A autora, que em um de seus poemas se anuncia como poetriz, se impregna de todas as artes que pratica. Helena Soares é atriz, poeta, performer, diretora e professora de teatro, formada em artes cênicas pelo Teatro Universitário da UFMG. Esta mineira do Norte do Estado lançou Infrutescência, seu primeiro livro de poesia, em 2006. A poética desta obra foi também transformada em espetáculo teatral de mesmo nome no ano seguinte, tendo esta criação, participado de mostras e leituras poéticas: como espetáculo e como escritura.
Helena Soares é também integrante e diretora da Cia.h3 de Teatro, Poesia e Outras Liberdades, onde apresenta sua poética pessoal e sua linguagem performática.

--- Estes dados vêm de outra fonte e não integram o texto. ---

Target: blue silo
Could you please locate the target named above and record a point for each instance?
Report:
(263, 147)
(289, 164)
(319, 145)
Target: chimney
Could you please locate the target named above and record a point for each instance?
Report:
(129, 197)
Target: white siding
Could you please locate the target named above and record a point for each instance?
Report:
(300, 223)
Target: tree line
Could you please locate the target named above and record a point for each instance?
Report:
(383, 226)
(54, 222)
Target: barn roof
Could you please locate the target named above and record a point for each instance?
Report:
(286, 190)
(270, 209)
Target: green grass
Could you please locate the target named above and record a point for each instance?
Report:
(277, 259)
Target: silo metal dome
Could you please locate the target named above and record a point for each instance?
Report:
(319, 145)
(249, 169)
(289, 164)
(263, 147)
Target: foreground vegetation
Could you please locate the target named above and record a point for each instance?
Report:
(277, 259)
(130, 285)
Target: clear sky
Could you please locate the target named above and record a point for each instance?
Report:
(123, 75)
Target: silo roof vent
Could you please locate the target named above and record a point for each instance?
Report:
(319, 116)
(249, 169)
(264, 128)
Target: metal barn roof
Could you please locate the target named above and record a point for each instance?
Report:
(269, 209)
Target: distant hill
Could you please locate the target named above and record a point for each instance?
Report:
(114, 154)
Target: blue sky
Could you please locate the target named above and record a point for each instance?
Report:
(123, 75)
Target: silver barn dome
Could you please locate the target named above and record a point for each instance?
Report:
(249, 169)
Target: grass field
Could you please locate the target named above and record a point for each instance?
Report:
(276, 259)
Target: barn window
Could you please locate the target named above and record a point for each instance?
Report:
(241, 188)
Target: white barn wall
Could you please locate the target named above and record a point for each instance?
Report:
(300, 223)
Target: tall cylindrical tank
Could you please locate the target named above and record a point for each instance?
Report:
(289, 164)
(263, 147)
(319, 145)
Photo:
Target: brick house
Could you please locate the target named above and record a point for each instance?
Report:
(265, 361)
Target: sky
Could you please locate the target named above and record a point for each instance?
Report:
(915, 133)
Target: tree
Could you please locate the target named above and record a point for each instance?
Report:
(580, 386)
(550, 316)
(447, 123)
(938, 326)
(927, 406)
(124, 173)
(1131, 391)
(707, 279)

Talvez por isso a autora prefira não definir um estilo para suas obras ”Isso de definir é estranho… Sou tão mutante. Definir parece ficar”, diz, completando a observação com a certeza de que prefere “as poéticas livres”. Livre como quando criança se encantava com as letras dos pedaços rasgados de jornal onde seu pai trazia as compras vindas da cidade: “Achava bonito aquele tanto de letras juntas, inventava leituras, mas não era. Então pegava um carvão e rabiscava a parede, mas não era. Interpretava pessoas falando, mas não era. Eu queria Ser…”, inspira.

Entrevista com Helena Soares, nova autora da Editora Kazuá

 EDITORA KAZUÁ – Quando você se pegou pela primeira vez se expressando em escrita? O que você acha que a influenciou a preferir essa forma de expressão artística?
Onde eu nasci era longe de tudo. Meu pai, de vez em quando, ia a cavalo até a cidade (ele saía de manhãzinha e só chegava quase de noite) e o que comprava lá vinha embrulhado no jornal, que era jogado fora em pedaços rasgados. Eu pegava aqueles pedaços e ficava namorando as letras, tentando decifrá-las. Achava bonito aquele tanto de letras juntas, inventava leituras, mas não era. Então pegava um carvão e rabiscava a parede, mas não era.Interpretava pessoas falando, mas não era. Eu queria Ser… Achava que ser era uma coisa daquele jeito escrito, mas que também continha invenções de todas as formas; podia ser de tudo quanto é jeito, era demais expressivo: eu quero ser isto.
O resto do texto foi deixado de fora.